What’s the Difference Between an Actuary and an Accountant Anyway?

Islay Thompson

March 6th 2023

As a student in both high-school and college, perusing a degree and later a career in a math-related field can be a daunting task. However, if you enjoy and excel in math, find statistical analysis fascinating, and are interested in a career that incorporates both, the actuary and accounting paths may be for you. While both actuaries and accountants work in finance and are appealing options, there are key differences between the two: the scope of duties and academic requirements.

Unlike an accountant, the main objective for actuaries is to predict, assess, and navigate the financial implications of future events that may or may not happen and manage the risks of financial investments or insurance policies. To do this, actuaries utilize and analyze very large data sets to calculate the risk and probability of certain events. Once probability has been estimated, actuaries determine the expected cost or earnings the event will incur, knows as the expected cost.

Most actuaries play a critical role in the insurance industry by reducing potential risk and uncertainty. For example, actuaries can calculate the risk factors for accidents, floods, or fires to give an accurate representation of the risk insurance companies will assume by insuring a business or individual. For example, property and casualty actuaries estimate the probability of certain events and the projected financial risk to insurance companies or self-insureds in the event those events occur at some point in the future.

However, actuaries are also responsible for producing financial solutions and strategies that mitigate or avoid those risks or events altogether. They must also be able to correctly evaluate how well these strategies will work to lessen the risk carried by the insurance companies they represent while still providing an appropriate benefit to policyholders.

To become an actuary, the first step is to earn a bachelor’s degree in math, statistics, actuarial science, or a related subject, typically taking between three to five years to complete. In addition to the degree, actuaries must pass ten professional certifications to be fully certified. The exams evaluate the test taker’s math and statistical abilities, and although they are generally difficult, certifications last for life.

Generally, accountants investigate financial reports, prepare tax documents, oversee payroll services, or perform bookkeeping, and can do so in a variety of industries. Some accountants work as managers, auditors, forensic accountants, or clerks and some work in the financial sector, insurance industry, or the government. Unlike actuaries, accountants report on the financial implications of events that have already occurred. They do not make predictions like actuaries and work with known numbers.

Like actuaries, accountants can also assess financial risk and perform internal audits. When performing an internal audit, accountants examine their client’s financial records in extreme detail, using their findings and data to make recommendations on financial processes or to detect potential fraud. To be successful in accounting, excellent math skills in algebra, calculus, and statistics are usually a necessity, as they are used daily.
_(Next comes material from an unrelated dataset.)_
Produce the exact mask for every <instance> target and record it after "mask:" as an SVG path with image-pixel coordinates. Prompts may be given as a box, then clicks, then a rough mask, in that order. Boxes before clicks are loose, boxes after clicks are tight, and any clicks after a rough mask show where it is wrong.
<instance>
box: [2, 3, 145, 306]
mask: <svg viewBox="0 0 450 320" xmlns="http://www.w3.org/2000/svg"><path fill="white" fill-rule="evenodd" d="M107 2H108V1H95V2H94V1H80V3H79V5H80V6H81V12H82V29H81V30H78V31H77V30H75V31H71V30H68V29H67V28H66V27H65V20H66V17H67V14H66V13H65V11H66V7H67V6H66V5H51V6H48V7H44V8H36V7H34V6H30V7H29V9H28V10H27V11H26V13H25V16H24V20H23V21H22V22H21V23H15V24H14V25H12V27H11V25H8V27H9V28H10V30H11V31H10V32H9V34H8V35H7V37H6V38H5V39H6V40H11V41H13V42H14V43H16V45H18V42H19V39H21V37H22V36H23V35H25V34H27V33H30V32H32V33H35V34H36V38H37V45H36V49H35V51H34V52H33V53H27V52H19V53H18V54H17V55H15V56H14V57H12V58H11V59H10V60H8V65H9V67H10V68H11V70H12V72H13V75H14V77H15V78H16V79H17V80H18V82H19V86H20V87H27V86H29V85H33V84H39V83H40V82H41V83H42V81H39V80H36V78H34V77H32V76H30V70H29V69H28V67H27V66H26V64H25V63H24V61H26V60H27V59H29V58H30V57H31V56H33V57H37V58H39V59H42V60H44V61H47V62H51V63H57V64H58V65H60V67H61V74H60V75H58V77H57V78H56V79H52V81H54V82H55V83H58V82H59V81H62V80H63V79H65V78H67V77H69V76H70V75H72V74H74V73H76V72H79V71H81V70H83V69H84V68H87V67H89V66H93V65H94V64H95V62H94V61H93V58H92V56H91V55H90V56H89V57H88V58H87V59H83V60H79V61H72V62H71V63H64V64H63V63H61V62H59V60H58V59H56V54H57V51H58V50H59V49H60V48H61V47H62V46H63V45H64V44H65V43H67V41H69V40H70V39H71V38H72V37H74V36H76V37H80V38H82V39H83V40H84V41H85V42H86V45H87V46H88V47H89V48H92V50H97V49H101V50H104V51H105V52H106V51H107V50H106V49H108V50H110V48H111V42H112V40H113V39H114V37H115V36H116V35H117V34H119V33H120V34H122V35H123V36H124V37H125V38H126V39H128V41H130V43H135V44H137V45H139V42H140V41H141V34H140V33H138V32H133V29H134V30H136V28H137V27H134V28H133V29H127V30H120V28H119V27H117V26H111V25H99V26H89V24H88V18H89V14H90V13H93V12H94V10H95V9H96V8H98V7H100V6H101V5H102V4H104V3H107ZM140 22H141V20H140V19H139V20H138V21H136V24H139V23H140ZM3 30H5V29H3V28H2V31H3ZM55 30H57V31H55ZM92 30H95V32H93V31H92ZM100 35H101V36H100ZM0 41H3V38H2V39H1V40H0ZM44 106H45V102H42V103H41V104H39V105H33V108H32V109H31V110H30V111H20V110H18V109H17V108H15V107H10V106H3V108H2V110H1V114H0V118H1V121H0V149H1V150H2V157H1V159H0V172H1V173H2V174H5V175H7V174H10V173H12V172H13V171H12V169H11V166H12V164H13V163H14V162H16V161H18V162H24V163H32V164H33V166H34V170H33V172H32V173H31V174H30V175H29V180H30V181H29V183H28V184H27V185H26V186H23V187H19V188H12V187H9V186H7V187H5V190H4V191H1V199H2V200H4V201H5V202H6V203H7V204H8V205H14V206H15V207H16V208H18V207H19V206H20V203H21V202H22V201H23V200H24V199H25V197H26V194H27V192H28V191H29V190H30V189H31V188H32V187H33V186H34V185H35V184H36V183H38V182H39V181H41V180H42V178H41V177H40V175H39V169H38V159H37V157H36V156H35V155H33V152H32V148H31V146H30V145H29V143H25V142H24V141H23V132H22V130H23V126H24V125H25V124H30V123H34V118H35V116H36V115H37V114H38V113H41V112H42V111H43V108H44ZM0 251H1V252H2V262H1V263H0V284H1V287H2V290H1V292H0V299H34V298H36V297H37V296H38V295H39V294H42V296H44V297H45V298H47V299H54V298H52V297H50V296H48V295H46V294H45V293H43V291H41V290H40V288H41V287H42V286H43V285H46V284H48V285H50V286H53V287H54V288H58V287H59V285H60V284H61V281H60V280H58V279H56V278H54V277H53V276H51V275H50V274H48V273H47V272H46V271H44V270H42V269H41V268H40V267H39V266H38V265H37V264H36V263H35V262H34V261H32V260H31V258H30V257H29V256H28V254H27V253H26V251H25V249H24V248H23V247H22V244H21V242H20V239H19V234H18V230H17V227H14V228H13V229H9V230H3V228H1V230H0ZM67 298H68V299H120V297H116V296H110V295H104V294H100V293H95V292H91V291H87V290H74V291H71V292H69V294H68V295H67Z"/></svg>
Along with actuaries, accountants also need a bachelor’s degree in accounting, finance, or business. Many accountants take the CPA exam (to be a Charted Public Accountant), as job opportunities increase with licensure. To take the exam, accountants must have completed 150 college credits; therefore, some earn their master’s degree before taking the CPA exam and have worked in the field between 6 months and 2 years (depending on the state). The CPA has four sections, which are 4 hours each and each section must be completed with at least a score of 75%. Unlike the actuarial exams, which are sometimes completed within years, the CPA exam must be completed within 18 months.